The NRFA web site does not allow users to execute geoprocessing tasks, for instance, to intersect the list of stations with user-defined or externally sourced areas. In some cases it might be of interest to explore the distribution of stations based on high-level administrative boundaries such as regions/countries. This is useful to understand whether there are differences in the reliability of the networks that can be explained by the different management approaches. Eurostat established a hierarchy of three levels of administrative divisions within each European country, called Nomenclature of Territorial Units for Statistics (NUTS)4. At the first level, UK is divided into 12 regions: Northern Ireland, Scotland, Wales and 9 English sub-regions (East Midlands, East of England, Greater London, North East, North West, South East, South West, West Midlands, Yorkshire and the Humber). Calculating, for instance, the number/density of stations by region is not possible using the NRFA web site because the stations’ metadata does not contain information on this type of administrative region and users cannot specify their own. However, these simple geoprocessing operations become relatively trivial using the rnrfa package.

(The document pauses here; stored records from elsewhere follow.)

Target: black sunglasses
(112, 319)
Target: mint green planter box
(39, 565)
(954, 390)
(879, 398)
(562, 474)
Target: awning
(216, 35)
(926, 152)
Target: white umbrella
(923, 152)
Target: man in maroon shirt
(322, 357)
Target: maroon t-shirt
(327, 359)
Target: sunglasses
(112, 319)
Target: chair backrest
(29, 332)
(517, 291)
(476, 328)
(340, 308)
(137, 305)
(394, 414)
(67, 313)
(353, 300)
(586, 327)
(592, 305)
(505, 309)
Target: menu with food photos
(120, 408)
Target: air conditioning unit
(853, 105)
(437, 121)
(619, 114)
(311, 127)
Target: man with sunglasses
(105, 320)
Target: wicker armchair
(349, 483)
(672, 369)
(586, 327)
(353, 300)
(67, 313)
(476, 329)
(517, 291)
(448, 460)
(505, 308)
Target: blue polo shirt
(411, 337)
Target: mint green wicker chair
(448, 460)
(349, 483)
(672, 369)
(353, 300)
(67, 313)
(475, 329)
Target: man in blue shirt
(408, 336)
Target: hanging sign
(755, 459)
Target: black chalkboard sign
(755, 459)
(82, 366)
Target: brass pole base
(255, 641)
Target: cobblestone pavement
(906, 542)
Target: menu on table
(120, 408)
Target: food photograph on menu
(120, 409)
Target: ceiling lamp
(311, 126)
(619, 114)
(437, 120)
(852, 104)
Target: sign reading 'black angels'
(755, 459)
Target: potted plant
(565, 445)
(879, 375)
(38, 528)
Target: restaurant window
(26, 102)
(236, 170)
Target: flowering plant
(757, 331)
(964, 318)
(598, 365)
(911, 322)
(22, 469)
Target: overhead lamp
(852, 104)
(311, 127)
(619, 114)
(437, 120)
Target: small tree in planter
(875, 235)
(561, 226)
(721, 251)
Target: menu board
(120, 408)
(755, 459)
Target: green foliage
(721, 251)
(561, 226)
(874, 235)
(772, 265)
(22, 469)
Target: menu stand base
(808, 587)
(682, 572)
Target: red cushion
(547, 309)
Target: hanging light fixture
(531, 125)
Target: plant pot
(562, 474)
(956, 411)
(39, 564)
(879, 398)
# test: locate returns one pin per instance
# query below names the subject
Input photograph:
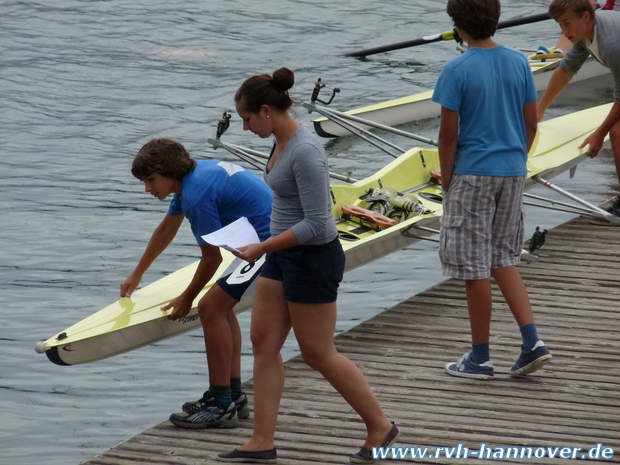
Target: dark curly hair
(163, 156)
(478, 18)
(579, 7)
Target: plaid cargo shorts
(481, 225)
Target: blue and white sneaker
(532, 360)
(209, 417)
(208, 401)
(466, 368)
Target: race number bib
(245, 271)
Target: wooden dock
(573, 402)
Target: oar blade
(448, 35)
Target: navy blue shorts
(310, 274)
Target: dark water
(83, 84)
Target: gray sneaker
(208, 401)
(208, 417)
(532, 360)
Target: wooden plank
(573, 402)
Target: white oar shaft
(593, 208)
(249, 154)
(311, 107)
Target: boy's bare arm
(448, 135)
(209, 263)
(559, 80)
(160, 240)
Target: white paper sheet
(237, 234)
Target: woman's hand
(251, 252)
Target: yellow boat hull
(418, 107)
(134, 322)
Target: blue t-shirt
(488, 87)
(216, 193)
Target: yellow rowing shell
(134, 322)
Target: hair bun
(283, 79)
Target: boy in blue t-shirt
(211, 195)
(488, 124)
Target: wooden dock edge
(572, 402)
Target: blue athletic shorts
(310, 274)
(239, 279)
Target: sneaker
(207, 401)
(208, 417)
(466, 368)
(532, 360)
(251, 456)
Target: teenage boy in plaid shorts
(488, 124)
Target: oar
(448, 35)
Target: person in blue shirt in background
(211, 194)
(488, 124)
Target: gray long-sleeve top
(607, 36)
(300, 185)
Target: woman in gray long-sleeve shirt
(299, 280)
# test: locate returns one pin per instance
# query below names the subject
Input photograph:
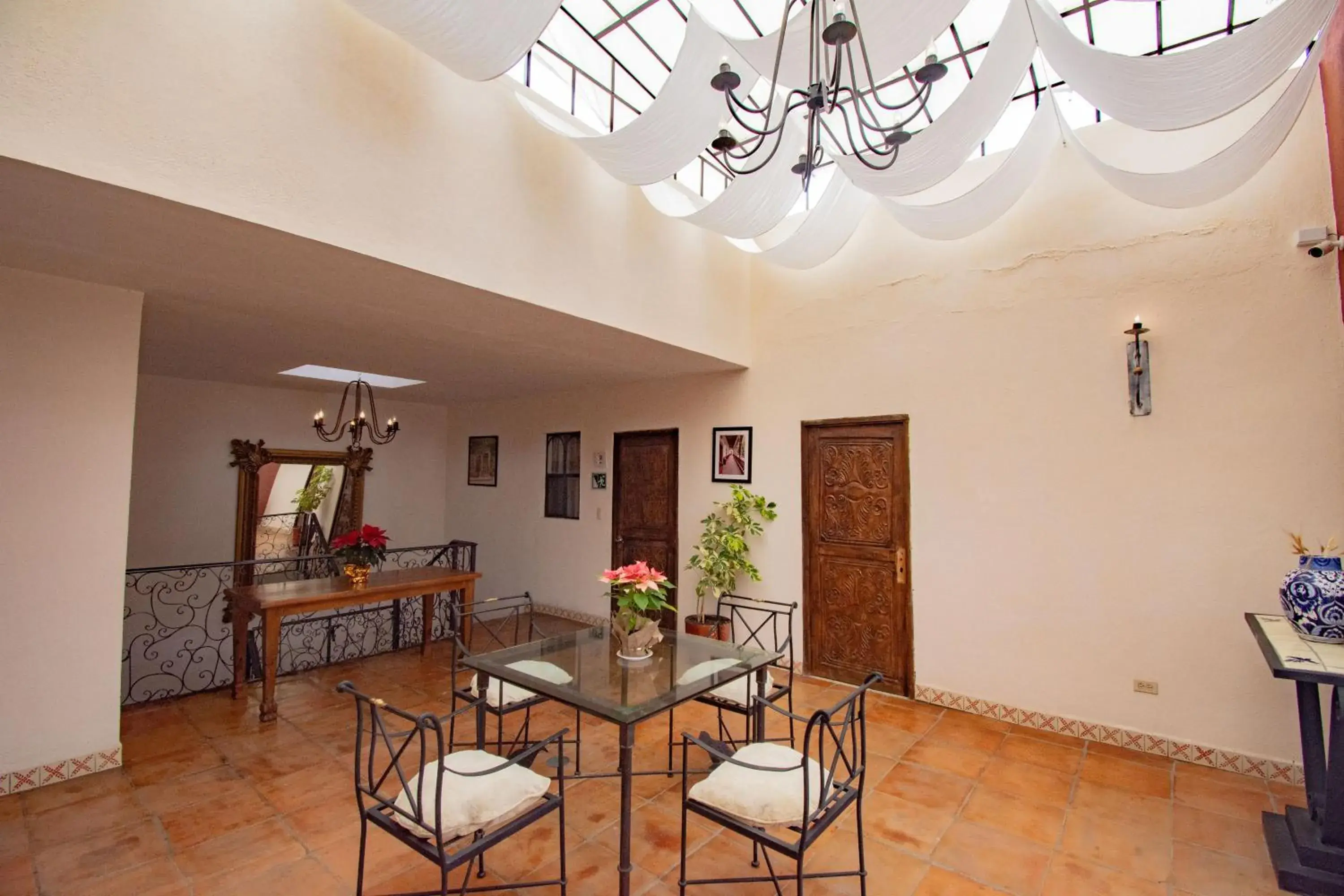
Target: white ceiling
(233, 302)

The procedure consists of five steps:

The updated list of stations is included, as sample dataset, in the data folder of this package, under the name stationSummary. Table 3 summarises the number of stations per region, the area of each region (in \(Km^2\)), and the density of stations (number of stations/\(Km^2\)). The metadata can now be easily summarised by NUTS1 region, for instance the boxplot in Figure 5 shows the distribution of years of recording. Northern Ireland seem to have the youngest network, with recording years in the range [16, 44]. Only three regions have stations with more than 100 years of recordings: East of England, London and Wales. Scotland and Northern Ireland have the lowest density of gauging stations, while Greater London the highest. The code to reproduce this example is available as gist at the following URL: https://gist.github.com/cvitolo/aa3bc6f08a8394f653442e276568f9b3.

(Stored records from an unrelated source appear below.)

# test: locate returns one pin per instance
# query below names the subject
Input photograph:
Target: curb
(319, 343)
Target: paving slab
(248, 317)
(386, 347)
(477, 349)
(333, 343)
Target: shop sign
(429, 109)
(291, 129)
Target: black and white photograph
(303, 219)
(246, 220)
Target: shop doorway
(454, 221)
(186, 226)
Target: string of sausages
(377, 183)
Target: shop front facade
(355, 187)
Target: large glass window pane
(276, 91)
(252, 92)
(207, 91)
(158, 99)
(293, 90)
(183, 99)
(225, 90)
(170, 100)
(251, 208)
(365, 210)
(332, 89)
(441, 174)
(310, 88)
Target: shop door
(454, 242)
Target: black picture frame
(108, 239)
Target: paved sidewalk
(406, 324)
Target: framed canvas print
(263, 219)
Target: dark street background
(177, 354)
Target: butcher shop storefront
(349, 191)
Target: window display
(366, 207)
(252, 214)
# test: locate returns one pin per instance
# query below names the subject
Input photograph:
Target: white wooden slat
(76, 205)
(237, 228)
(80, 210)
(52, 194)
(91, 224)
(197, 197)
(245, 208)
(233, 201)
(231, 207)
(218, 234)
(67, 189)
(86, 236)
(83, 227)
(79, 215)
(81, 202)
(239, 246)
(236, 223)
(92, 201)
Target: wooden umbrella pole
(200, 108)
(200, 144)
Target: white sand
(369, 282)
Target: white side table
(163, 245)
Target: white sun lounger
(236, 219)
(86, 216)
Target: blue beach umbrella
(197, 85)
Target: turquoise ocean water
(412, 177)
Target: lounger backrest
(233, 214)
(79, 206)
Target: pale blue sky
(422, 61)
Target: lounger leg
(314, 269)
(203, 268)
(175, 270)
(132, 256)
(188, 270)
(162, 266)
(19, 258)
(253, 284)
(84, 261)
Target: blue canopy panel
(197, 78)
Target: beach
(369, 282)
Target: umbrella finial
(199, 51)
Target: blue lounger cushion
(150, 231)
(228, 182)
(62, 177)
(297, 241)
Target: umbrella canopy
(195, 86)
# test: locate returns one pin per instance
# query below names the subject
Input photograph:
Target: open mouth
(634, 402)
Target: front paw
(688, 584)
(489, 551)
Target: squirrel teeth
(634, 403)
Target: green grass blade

Table 3: Summary of number of stations per NUTS1 region, area of each region and density of stations.
NUTS_ID Region # stations Area (\(Km^2\)) Density
1 UKC North East (England) 54.00 8601.77 0.006
2 UKD North West (England) 137.00 14170.34 0.010
3 UKE Yorkshire and the Humber 102.00 15418.70 0.007
4 UKF East Midlands 101.00 15637.21 0.006
5 UKG West Midlands 103.00 12999.97 0.008
6 UKH East of England 149.00 19159.91 0.008
7 UKI Greater London 36.00 1575.97 0.023
8 UKJ South East (England) 169.00 19105.67 0.009
9 UKK South West (England) 176.00 23912.24 0.007
10 UKL Wales 132.00 20817.37 0.006
11 UKM Scotland 324.00 78984.40 0.004
12 UKN Northern Ireland 56.00 14175.46 0.004
graphic without alt text
Figure 5: Distribution of recording years for NRFA stations by NUTS1 regions.

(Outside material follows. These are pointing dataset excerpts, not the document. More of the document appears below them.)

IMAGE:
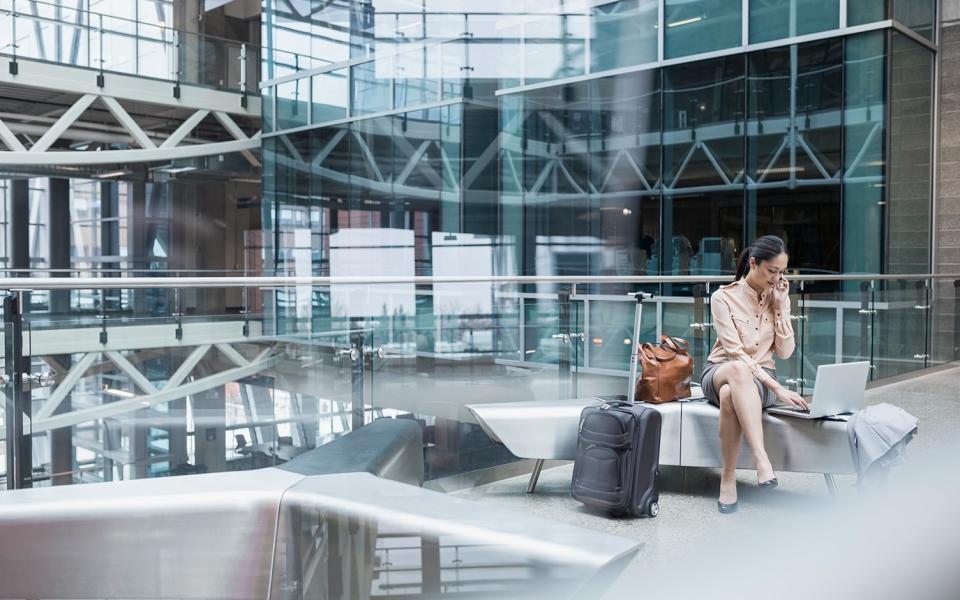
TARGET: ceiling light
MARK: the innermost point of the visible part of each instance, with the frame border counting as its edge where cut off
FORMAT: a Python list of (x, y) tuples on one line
[(685, 22), (117, 393), (111, 174), (173, 170)]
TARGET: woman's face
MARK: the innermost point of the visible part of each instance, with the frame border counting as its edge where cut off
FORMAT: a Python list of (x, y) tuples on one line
[(767, 273)]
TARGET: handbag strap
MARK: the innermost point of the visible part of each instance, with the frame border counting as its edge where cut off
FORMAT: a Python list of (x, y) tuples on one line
[(675, 343), (647, 351)]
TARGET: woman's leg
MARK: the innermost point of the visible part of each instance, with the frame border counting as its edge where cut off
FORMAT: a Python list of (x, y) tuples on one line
[(747, 404), (730, 436)]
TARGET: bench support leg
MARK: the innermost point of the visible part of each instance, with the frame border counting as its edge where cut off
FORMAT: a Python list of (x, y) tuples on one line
[(534, 476), (831, 484)]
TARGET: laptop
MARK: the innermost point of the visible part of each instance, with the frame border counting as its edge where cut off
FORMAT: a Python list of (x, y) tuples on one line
[(838, 391)]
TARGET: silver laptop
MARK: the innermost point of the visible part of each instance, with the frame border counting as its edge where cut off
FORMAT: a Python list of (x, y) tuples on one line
[(838, 391)]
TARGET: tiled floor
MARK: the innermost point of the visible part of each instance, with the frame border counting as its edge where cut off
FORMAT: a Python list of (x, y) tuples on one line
[(689, 518)]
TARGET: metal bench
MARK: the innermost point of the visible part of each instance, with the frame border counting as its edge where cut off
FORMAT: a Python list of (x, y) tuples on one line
[(547, 430)]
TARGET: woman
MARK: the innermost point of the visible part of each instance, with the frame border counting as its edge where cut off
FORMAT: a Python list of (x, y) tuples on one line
[(752, 320)]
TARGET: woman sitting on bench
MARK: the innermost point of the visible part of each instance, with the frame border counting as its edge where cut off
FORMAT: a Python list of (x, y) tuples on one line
[(752, 320)]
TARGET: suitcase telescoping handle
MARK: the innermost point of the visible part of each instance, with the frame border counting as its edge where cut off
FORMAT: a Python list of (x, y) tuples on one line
[(637, 315)]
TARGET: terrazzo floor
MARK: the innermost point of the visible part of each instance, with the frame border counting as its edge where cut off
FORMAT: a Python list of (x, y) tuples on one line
[(688, 514)]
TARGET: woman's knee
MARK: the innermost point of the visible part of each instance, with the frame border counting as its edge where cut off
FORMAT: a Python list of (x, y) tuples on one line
[(737, 373), (726, 398)]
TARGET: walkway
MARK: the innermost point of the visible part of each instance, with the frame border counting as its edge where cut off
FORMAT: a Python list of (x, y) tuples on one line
[(688, 517)]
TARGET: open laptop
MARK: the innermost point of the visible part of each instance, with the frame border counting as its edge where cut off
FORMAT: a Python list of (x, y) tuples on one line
[(838, 391)]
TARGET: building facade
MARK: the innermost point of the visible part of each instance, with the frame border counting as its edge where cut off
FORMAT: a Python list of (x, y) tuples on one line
[(623, 138)]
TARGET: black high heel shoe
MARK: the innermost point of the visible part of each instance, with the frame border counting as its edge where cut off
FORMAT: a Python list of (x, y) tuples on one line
[(726, 509)]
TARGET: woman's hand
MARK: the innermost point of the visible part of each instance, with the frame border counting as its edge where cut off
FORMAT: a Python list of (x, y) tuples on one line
[(781, 294), (792, 398)]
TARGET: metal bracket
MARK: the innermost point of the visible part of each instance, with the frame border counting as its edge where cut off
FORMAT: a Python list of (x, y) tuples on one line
[(352, 352), (378, 351)]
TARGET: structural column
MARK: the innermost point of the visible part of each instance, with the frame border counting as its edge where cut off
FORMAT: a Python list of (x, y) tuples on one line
[(62, 459)]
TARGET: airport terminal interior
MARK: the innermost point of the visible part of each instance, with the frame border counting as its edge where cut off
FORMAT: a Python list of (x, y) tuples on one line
[(303, 298)]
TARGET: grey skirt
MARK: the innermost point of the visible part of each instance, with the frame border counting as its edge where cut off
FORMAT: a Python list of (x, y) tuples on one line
[(712, 393)]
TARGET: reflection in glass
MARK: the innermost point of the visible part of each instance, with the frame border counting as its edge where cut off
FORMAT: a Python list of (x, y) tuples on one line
[(864, 164), (777, 19), (623, 33), (918, 15), (697, 26), (293, 101), (860, 12), (329, 101), (911, 132)]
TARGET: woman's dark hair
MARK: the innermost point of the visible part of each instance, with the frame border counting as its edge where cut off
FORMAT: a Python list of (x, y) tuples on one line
[(763, 248)]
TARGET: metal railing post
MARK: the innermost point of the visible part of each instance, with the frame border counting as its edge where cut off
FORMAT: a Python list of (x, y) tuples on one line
[(357, 342), (563, 338), (100, 79), (243, 75), (14, 65), (18, 409), (956, 319), (178, 70)]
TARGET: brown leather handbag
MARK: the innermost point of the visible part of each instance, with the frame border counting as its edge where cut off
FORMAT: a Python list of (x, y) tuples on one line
[(667, 368)]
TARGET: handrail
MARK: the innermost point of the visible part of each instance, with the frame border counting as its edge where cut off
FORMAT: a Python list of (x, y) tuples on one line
[(106, 16), (103, 283)]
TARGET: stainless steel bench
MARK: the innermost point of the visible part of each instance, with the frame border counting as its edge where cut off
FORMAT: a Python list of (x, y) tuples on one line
[(547, 430)]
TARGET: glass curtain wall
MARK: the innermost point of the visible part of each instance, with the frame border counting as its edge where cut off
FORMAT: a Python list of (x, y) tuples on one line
[(704, 157)]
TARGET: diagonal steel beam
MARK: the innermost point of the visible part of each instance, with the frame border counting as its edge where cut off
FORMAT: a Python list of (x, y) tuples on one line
[(120, 407), (368, 155), (813, 157), (412, 163), (63, 123), (138, 378), (233, 129), (66, 386), (231, 353), (123, 117), (185, 128), (10, 139), (188, 364)]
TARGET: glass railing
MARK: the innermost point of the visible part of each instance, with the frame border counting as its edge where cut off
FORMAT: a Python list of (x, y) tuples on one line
[(190, 374), (59, 34), (406, 76)]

Big data analytics experiment

In the last few years, the UK MetOffice has reported “unusual warmth and lack of rainfall during March and April, particularly over England and Wales”5. Dry springs can affect water resources, because river flow below average translates, for instance, in reduced availability of drinking water. In this section we present a big data analytics experiment in which we try to understand if there is any evidence, in the NRFA data, that springs in the UK are becoming drier, both in terms of rainfall and river flow. This type of experiment consists of retrieving all the available rainfall and flow time series and find out, for each station, whether there is an increasing/decreasing trend.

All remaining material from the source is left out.